On Sep 17, 4:13 pm, Robert Klemme <shortcut... / googlemail.com> wrote:
> On 17.09.2007 21:49, William James wrote:
>
> > On Sep 17, 1:00 pm, Alex Shulgin <alex.shul... / gmail.com> wrote:
> >> On Sep 17, 6:19 pm, William James <w_a_x_... / yahoo.com> wrote:
>
> >>> Awk is a very popular tool for text processing, but there is no
> >>> way to make it treat a sequence of whitespace characters as a
> >>> record-separator.

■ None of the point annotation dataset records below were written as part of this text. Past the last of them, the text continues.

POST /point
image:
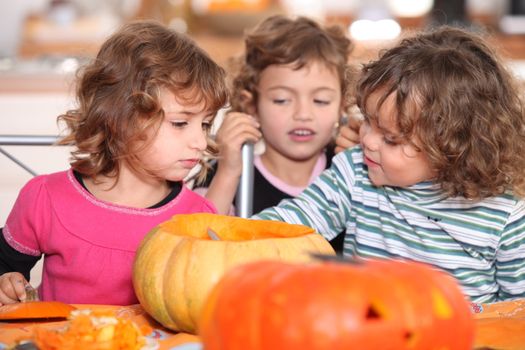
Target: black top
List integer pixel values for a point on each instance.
(12, 260)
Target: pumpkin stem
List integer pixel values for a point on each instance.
(213, 235)
(336, 258)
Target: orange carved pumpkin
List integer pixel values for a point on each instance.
(178, 263)
(332, 305)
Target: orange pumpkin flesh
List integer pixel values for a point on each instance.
(35, 309)
(178, 263)
(372, 305)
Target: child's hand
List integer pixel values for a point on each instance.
(348, 135)
(12, 288)
(236, 129)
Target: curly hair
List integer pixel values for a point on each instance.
(118, 95)
(280, 40)
(455, 96)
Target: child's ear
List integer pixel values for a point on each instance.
(247, 103)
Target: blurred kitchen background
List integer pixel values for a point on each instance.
(43, 42)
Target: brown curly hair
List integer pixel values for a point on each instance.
(118, 94)
(280, 40)
(469, 115)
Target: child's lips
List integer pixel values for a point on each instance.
(189, 163)
(369, 162)
(301, 134)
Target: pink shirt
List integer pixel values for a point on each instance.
(89, 245)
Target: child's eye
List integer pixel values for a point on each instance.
(206, 126)
(321, 102)
(178, 123)
(390, 141)
(280, 101)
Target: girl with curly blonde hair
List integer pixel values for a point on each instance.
(438, 176)
(145, 104)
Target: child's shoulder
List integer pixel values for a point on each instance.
(352, 156)
(195, 202)
(41, 182)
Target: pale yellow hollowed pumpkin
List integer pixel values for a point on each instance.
(177, 264)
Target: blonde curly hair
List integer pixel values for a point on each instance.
(469, 114)
(118, 95)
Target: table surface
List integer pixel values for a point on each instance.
(499, 326)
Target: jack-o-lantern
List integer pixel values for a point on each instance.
(376, 304)
(179, 261)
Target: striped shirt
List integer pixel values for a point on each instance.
(481, 243)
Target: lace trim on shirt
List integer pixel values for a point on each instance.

So in awk, as in Ruby, text is almost always
> >>> read a line at a time.
> >> I thought Ruby is not just a text processing tool, but a general
> >> purpose programming language.
>
> > You thought correctly.  But when you talk about reading a word at
> > at time from a text file, you're talking about text processing.

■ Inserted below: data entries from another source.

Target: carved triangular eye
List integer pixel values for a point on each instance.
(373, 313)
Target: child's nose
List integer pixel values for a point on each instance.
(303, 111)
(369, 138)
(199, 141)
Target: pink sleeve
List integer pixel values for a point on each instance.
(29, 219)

> > The point is that languages (including Ruby) that were designed
> > to be very good at processing text usually read a line at a time,
> > not a word at a time.  (A language that is very good at processing
> > text can still be a general purpose language.)  Reading a word at
> > a time seems to me to be odd and unnecessary, and I do a lot of
> > text processing.  However, here's one way to do it.  (It would be
> > a lot more efficient to read by lines.)
>
> > class IO
> >   def get_word
> >     word = nil
> >     while c = self.read(1)
> >       if c =~ /\s/
> >         break if word
> >       else
> >         word||=""
> >         word << c
> >       end
> >     end
> >     word
> >   end
> > end
>
> > File.open('data'){|file|
> >   while w = file.get_word
> >     p w
> >   end
> > }
>
> I'd probably encapsulate the word reading in a module so the
> implementation can be reused and exchanged if necessary:
>
> module WordIO
>    def each_word(&b)
>      each do |line|
>        line.scan(/\w+/, &b)
>      end
>    end
> end
>
> class IO
>    include WordIO
>
>    def self.readwords(file)
>      words = []
>      open(file) {|io| io.each_word {|wd| words << wd}}
>      words
>    end
> end
>
> ARGF.extend WordIO
>
> # additional goody
> class String
>    include WordIO
> end
>
> :-)
>
> Kind regards
>
>         robert

Very sophisticated.

Since the o.p. wants whitespace as the word-separator,
the reg.exp. should be changed to /\S+/.

But, dang it all, I'm gonna say you're cheating because
you're still reading lines behind the scenes!
Reading lines and breaking them into words is a lot
easier than reading characters and constructing words.